Thursday, April 3, 2008

Water Myths

Many of you are going to love this. A nephrologist at University of Pennsylvania, that some of you many know, Dan Negoianu, published a piece in the Journal of the American Society of Nephrology on the Myths of Water Intake. I'm sure many of you have been told to drink "8 glasses of water a day."

Dan debunks four common myths:
1. "Water improves clearance of toxins and improves organ function"- a few studies to examine this effect (or a surrogate of toxin clearance) have not demonstrated this to be the case.

2. "Water makes you feel full and decreases caloric intake"- the few studies examining this have not found this benefit.
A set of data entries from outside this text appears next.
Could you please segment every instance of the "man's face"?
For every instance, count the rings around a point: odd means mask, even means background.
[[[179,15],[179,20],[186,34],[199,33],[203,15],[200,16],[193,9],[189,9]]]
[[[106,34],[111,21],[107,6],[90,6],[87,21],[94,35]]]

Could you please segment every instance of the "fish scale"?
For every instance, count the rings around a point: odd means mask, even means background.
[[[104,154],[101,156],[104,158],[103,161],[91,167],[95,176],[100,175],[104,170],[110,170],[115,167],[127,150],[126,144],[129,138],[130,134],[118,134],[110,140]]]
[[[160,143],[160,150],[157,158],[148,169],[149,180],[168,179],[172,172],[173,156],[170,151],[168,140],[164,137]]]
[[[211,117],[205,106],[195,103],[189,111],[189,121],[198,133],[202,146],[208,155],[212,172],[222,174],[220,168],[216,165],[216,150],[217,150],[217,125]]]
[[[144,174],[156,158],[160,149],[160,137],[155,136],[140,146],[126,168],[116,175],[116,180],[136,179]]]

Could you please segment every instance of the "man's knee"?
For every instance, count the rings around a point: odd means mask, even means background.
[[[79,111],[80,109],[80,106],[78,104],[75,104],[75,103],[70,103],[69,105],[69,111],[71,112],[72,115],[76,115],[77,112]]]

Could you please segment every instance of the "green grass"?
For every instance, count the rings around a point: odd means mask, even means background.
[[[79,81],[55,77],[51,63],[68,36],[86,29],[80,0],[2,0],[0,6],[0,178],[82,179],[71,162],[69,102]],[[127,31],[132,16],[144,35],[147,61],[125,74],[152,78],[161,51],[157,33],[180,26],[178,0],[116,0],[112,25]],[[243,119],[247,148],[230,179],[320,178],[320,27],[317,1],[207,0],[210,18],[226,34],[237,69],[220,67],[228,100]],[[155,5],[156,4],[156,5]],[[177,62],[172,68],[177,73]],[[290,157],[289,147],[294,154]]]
3. "Water intake decreases headache"- the one study performed found a slight decrease in the number of hours of headache in the group that drank more water, but it did not reach statistical significance

4. "Water drinking improves skin tone"- no evidence

The authors' closing statement:


Although we wish we could demolish all of the urban myths found on the Internet regarding the benefits of supplemental water ingestion, we concede there is also no clear evidence of lack of benefit. In fact, there is simply a lack of evidence in general. Given the central role of water not only in our bodies but also in our profession, it seems a deficit worthy of repletion.

The news from this article is all of the news wires and networks:

http://abcnews.go.com/Health/story?id=4574553&page=1

http://www.reuters.com/article/newsOne/idUSN0236679720080402

Before all of you stop drinking any water now, remember, everything in moderation. As Dr. Goldfarb points out, "A little mild dehydration for the most part is OK, and a little mild water excess for the most part is OK. It's the extremes that one needs to avoid."

And, people with a history of kidney stones certainly need to drink lots of water to prevent recurrent stone formation. If your thirsty, you need water. And remember that caffeine is a weak diuretic, thus caffeinated drinks can actually make you thirstier. Finally, we all need to drink fluids with meals. If are trying to watch your calorie intake, soft drinks contain loads of empty calories, so water is a great way to avoid unnecessary calorie intake.

2 comments:

Will said...

The greatest benefit of promoting 8 glasses of water/day is something that might be hard to study but probably has enough face validity to not need studying:
it decreases the drive to drink other stuff that's unequivocally worse than water (which is just about everything).

julie said...

But obviously, we need to drink *some* water ... or is it just that we need to drink some of *any* fluid? And if we need to drink some amount of water, what is the critical mass that that we need?